10-50 frame videos with several hundred videos concurrently processing. Priority is processing speed however initial startup delays are ok. Second, I want to make sure the gpu is being fully saturated, reading and processing the inputs should be as fast as possible. And finally some fault tolerance would be ideal.

I have a fast working pipeline using Datasets but the map method can be somewhat limiting and maping multiple Classes adds a noticeable delay to each deployment call (not just an initial startup delay). I did a small test with just ray.remote functions which had comparable performance to the Dataset however it seems to run into more crashes (possibly an implementation issue on my end) which is problematic if a few frames don’t get processed in a video.

It seems like the new workflows is just ray.remote but with better fault tolerance?

Josiah_Reeves · November 21, 2024, 10:03pm

@Akshay_Malik I put together this comparison.
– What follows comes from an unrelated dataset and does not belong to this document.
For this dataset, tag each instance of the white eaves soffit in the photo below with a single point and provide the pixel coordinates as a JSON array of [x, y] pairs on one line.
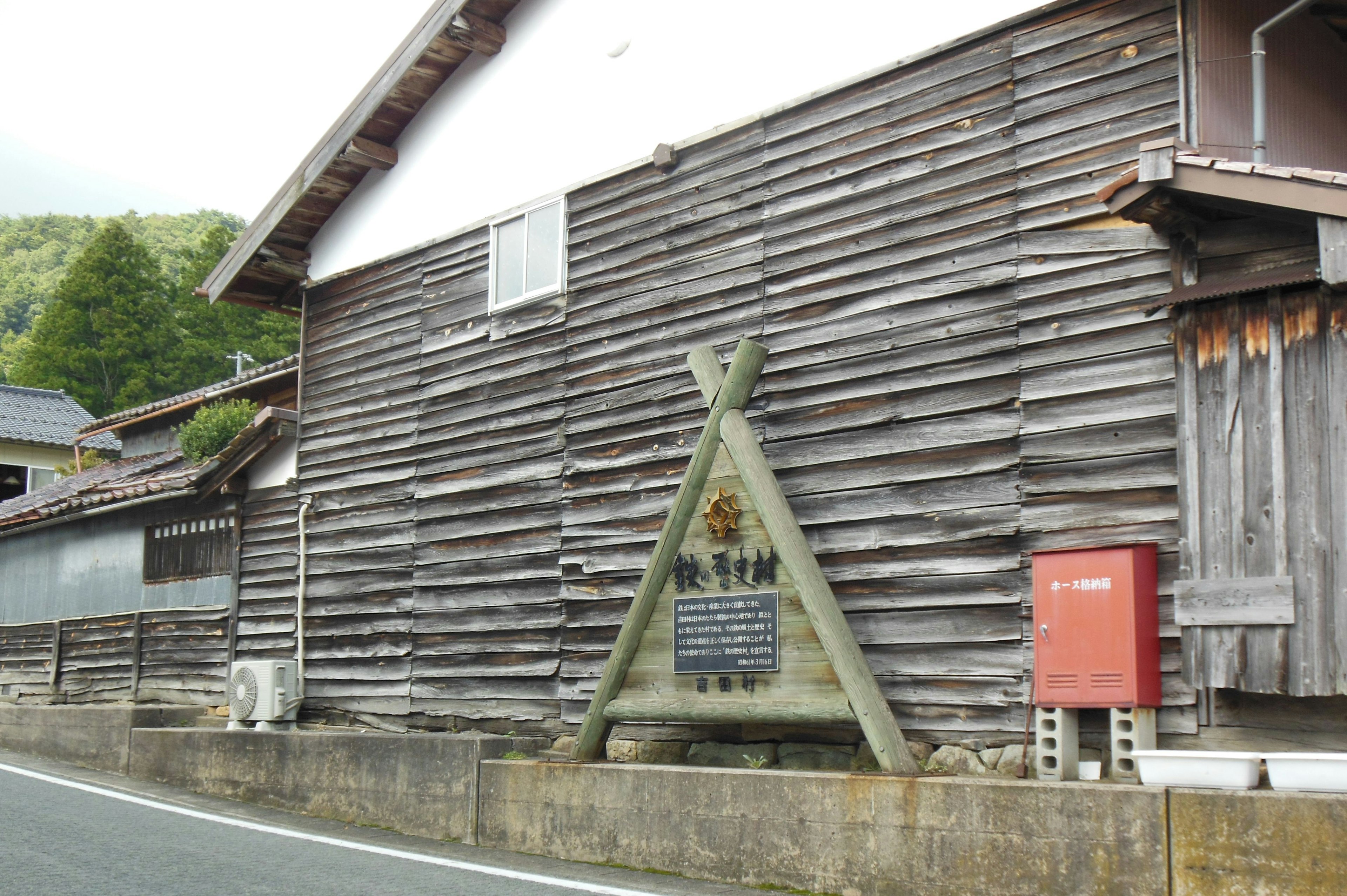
[[584, 87]]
It seems like ray.remote is faster but possibly could have some issues with resources.

import ray
from ray import data
from ray.serve.handle import DeploymentHandle, DeploymentResponse
import numpy as np

import asyncio
from pathlib import Path
from PIL import Image
from time import perf_counter_ns

# Start Ray
ray.init()


# =========================== Example Model ===========================

from ray import serve
import torch
import torchvision.transforms.functional as F
import torchvision.models as models


@serve.deployment(
    logging_config=dict(log_level="ERROR"),
    ray_actor_options={"num_gpus": 1.0, "num_cpus": 1.0},
)
class ResnetModel:
    def __init__(self):
        self.weights = models.ViT_H_14_Weights.DEFAULT
        self.model = models.vit_h_14(weights="DEFAULT").cuda()
        self.model.eval()

        self.preprocess = self.weights.transforms()

    @torch.inference_mode()
    async def __call__(self, x):
        x = self.preprocess(F.to_tensor(x)).unsqueeze(0).cuda()
        return self.model(x).detach().cpu().numpy()


# Deploy the model
handle = serve.run(ResnetModel.bind())

# =========================== Dummy Data ===========================


def _cleanup(temp_dir):
    for f in temp_dir.iterdir():
        if f.is_file():
            f.unlink()

        if f.is_dir():
            _cleanup(f)
    temp_dir.rmdir()


dummy_data = np.random.rand(20, 3, 1024, 1024)

temp_dir = Path("temp")

if temp_dir.exists():
    _cleanup(temp_dir)

input_dir = temp_dir / "input"
input_dir.mkdir(parents=True)

output_dir = temp_dir / "output"
output_dir.mkdir(parents=True)

for i, x in enumerate(dummy_data):
    im = Image.fromarray((x * 255).astype(np.uint8).transpose(1, 2, 0))
    im.save(input_dir / f"{i}.png")

# =========================== Dataset ===========================


def _resnet2img(res):
    dim = int(np.sqrt(res.shape[-1]))

    res = res[:, : dim * dim].reshape(dim, dim)
    res = (res * 255).astype(np.uint8)
    res = np.stack([res] * 3, axis=-1)
    res = Image.fromarray(res[..., :3])
    return res


def _test_dataset(dir):

    def get_model_result(row, handle):
        x = row["image"]
        result = handle.remote(x).result()
        row["pred"] = result
        return row

    def preprocess_fn(row):
        row["image"] = row["image"] + 1
        return row

    def write_fn(row, dir):
        result = row["pred"]
        pred = _resnet2img(result)
        idx = Path(row["path"]).stem.split(".")[0]
        pred.save(dir / f"{idx}_pred.png")
        return row

    handle = serve.get_deployment_handle("ResnetModel", app_name="default")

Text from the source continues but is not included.